Lil Bow Wow to Bow Wow. There’s, like, a gazillion rappers with the unimaginative qualifier “Lil’”, but one—Lil Bow Wow—simply had enough by the time his third album, Unleashed rolled around. So, despite maxing out at the vertically challenged 5’7”, he decided to drop it.
Limp Bizkit to limpbizkit to Limp Bizkit. By the time 2003 rolled around, Limp Bizkit was already over, only the world forgot to notify the respective members. Maybe they had an inkling and just maybe they were trying less to be like Limp Bizkit and more like nine inch nails when the opted to not only make their gibberish name lower case but all one word, too. At some point they went back to Limp Bizkit, but no one noticed that either.
Matchbox 20 to Matchbox Twenty. For a while it seemed every alt-pop band under the sun carried a number surname. There was (not in alphanumeric order) Blink-182, Eve 6, Marvelous 3, 4 Non-Blondes and Stroke 9, and that’s just for starters. To align themselves (we guess) with bands that spelled out their numbers—like Third Eye Blind and Seven Mary Three—Matchbox 20 dropped the “20” in favor of “Twenty” for their sophomore album Mad Season. That album and no album since ever sold as well as the one they released as Matchbox 20; of course, hindsight is 20/Twenty.
MC Hammer to Hammer to MC Hammer. MC Hammer made a number of errors in his hip-hop career—going gangsta rap, losing a $30 million fortune, starring on The Surreal Life and, oh yeah, dropping the MC. That name adjustment came around the time when Hammer was trying to be harder (like, say, a hammer) and he looked like a thug on the cover of The Funky Headhunter. No one was buying it (literally and figuratively) and he soon switched back.

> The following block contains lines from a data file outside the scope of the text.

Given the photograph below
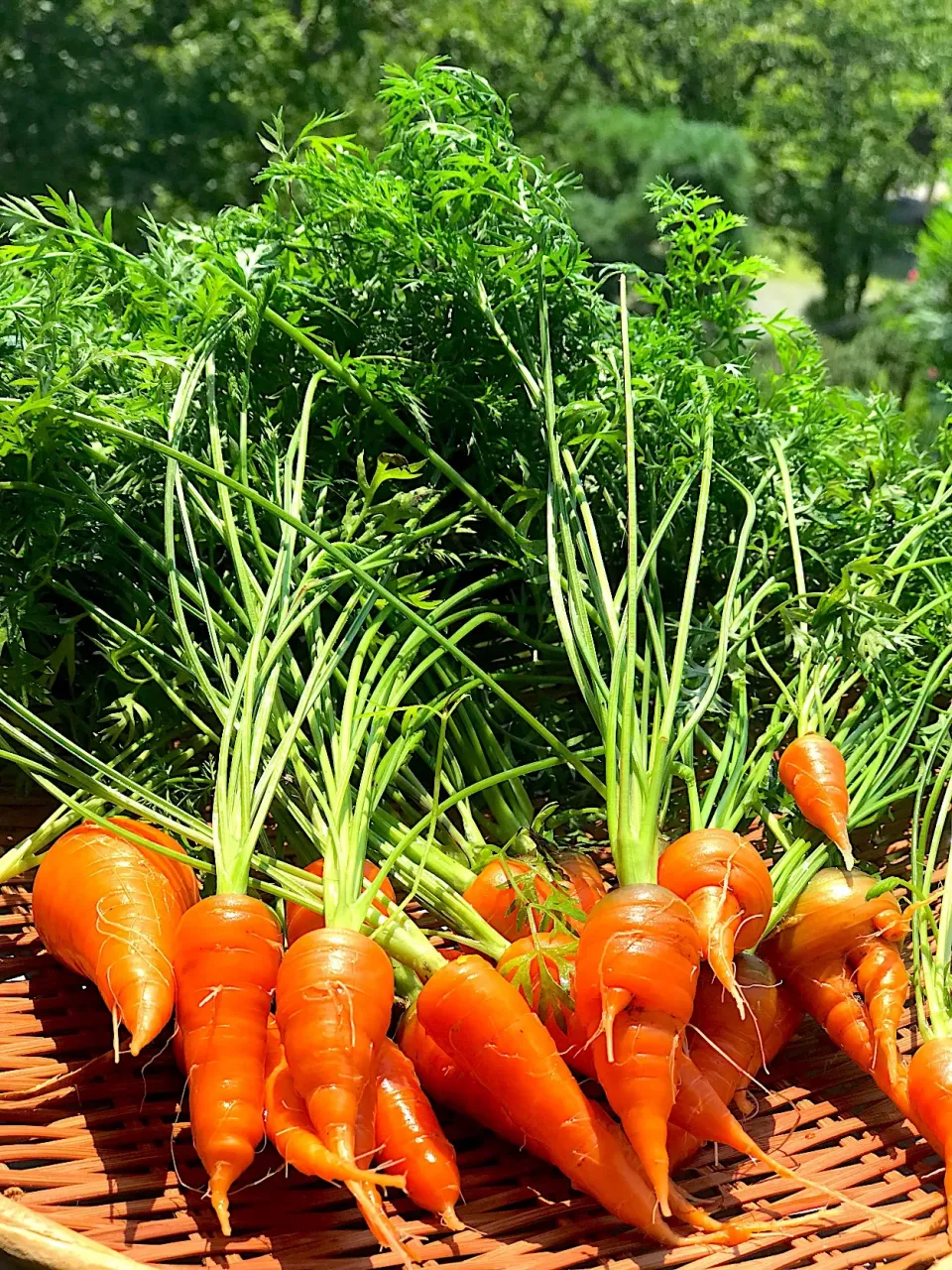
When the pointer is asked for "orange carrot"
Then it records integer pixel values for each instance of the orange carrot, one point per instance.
(489, 1030)
(299, 920)
(725, 883)
(521, 962)
(109, 910)
(495, 897)
(835, 942)
(335, 994)
(227, 952)
(635, 979)
(368, 1198)
(787, 1019)
(930, 1102)
(724, 1047)
(584, 880)
(293, 1133)
(815, 772)
(515, 1084)
(409, 1135)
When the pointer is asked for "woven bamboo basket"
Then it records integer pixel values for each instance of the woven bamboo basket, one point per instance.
(105, 1151)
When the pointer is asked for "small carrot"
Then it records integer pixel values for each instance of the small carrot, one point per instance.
(299, 920)
(497, 898)
(574, 1134)
(227, 952)
(409, 1135)
(814, 771)
(520, 964)
(725, 1047)
(335, 996)
(368, 1198)
(787, 1019)
(635, 978)
(835, 942)
(725, 883)
(930, 1102)
(489, 1032)
(293, 1133)
(109, 910)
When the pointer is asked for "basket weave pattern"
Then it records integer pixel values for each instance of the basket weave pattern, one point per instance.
(105, 1150)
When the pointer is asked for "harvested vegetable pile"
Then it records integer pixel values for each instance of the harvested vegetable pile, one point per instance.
(370, 579)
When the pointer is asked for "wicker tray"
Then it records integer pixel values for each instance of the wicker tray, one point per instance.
(104, 1150)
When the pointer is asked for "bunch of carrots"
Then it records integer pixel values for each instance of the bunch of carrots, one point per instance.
(357, 735)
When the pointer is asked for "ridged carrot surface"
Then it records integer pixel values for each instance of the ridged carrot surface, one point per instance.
(109, 910)
(635, 978)
(725, 883)
(335, 996)
(815, 774)
(834, 943)
(227, 952)
(497, 899)
(561, 1020)
(411, 1139)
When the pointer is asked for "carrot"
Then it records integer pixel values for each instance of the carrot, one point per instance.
(488, 1029)
(504, 1074)
(499, 901)
(227, 952)
(725, 1047)
(409, 1134)
(635, 978)
(837, 942)
(109, 910)
(930, 1101)
(368, 1199)
(726, 885)
(520, 964)
(815, 772)
(293, 1133)
(583, 876)
(335, 994)
(787, 1019)
(299, 920)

New Kids on the Block to NKOTB to New Kids on the Block. The New Kids on the Block weren’t kids anymore by the time 1994 rolled around, so trying downplay their name-defying adulthood, they opted for the acronym NKOTB for the Face the Music. They even looked wannabe-gangsta angry (toward kids?) on the album cover. It was their last album before their 2008 reunion when they were even further from adolescence but back to being New Kids on the Block.

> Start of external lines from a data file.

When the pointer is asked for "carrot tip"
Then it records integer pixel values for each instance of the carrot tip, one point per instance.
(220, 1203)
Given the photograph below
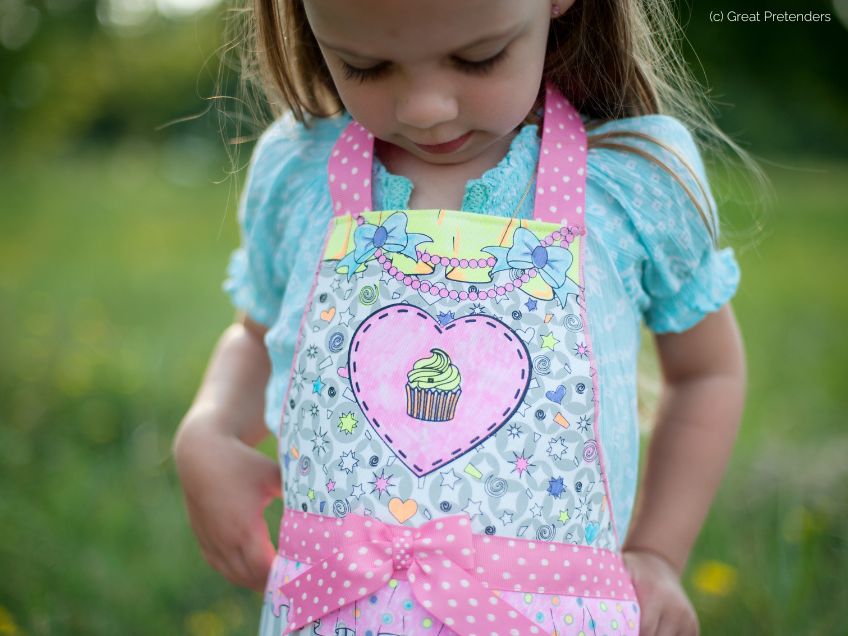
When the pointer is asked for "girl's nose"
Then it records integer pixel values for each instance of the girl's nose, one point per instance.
(426, 105)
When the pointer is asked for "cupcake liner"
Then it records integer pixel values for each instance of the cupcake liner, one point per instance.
(431, 405)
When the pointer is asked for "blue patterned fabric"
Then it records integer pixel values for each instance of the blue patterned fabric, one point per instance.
(649, 255)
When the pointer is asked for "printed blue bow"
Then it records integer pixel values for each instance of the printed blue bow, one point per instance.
(391, 236)
(527, 252)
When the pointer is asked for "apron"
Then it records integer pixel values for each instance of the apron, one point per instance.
(442, 463)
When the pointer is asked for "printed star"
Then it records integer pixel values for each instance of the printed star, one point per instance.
(445, 317)
(319, 441)
(521, 463)
(299, 378)
(449, 479)
(557, 448)
(473, 508)
(347, 423)
(549, 342)
(348, 462)
(345, 317)
(556, 487)
(381, 484)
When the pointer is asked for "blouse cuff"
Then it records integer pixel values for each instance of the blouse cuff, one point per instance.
(711, 286)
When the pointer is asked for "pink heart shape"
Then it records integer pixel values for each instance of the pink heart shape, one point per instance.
(494, 366)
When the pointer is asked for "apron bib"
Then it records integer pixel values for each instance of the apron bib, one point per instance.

Panic! at the Disco to Panic at the Disco to Panic! at the Disco. Panic! at the Disco got their name from a Smiths songs, not exactly the most exclamatory band on the planet. Because guitarist Ryan Ross called the exclamation point a “bit annoying,” they decided to drop it for their 2008 album Pretty. Odd. Lo’ and behold the phrase-stabbing punctuation mark was back one album later, and we assume here to stay!
The Red Hot Chili Peppers to Red Hot Chili Peppers. For the Red Hot Chili Peppers’ first three albums they were The Red Hot Chili Peppers. Of course no one has the wind to call them either; writers prefer to abbreviate them as RHCP and fans either truncate them The Chili Peppers, easier still, The Peppers. No matter how you say it, you just can’t without the The.
Santigold. Before there was Santigold, there was Santogold and before there was Santogold there was Santi White and before there was Santi White there was Santa Claus. Ok, we’re a bit off track. Anyway, White was forced to change her Santogold stage name to Santigold (that’ll show ‘em!) when some film director even his mother wasn’t aware of cried foul because her sobriquet was too close to his equally suspect alias Santo Gold.
The Yardbirds to The New Yardbirds. This has to be where Rob Reiner got the idea for The New Originals in This Is Spinal Tap. The New Yardbirds’ tenure was brief, as it was Jimmy Page’s temporary solution to fulfilling some contractual obligations before they became—Bonzo drum roll, please—Led Zeppelin.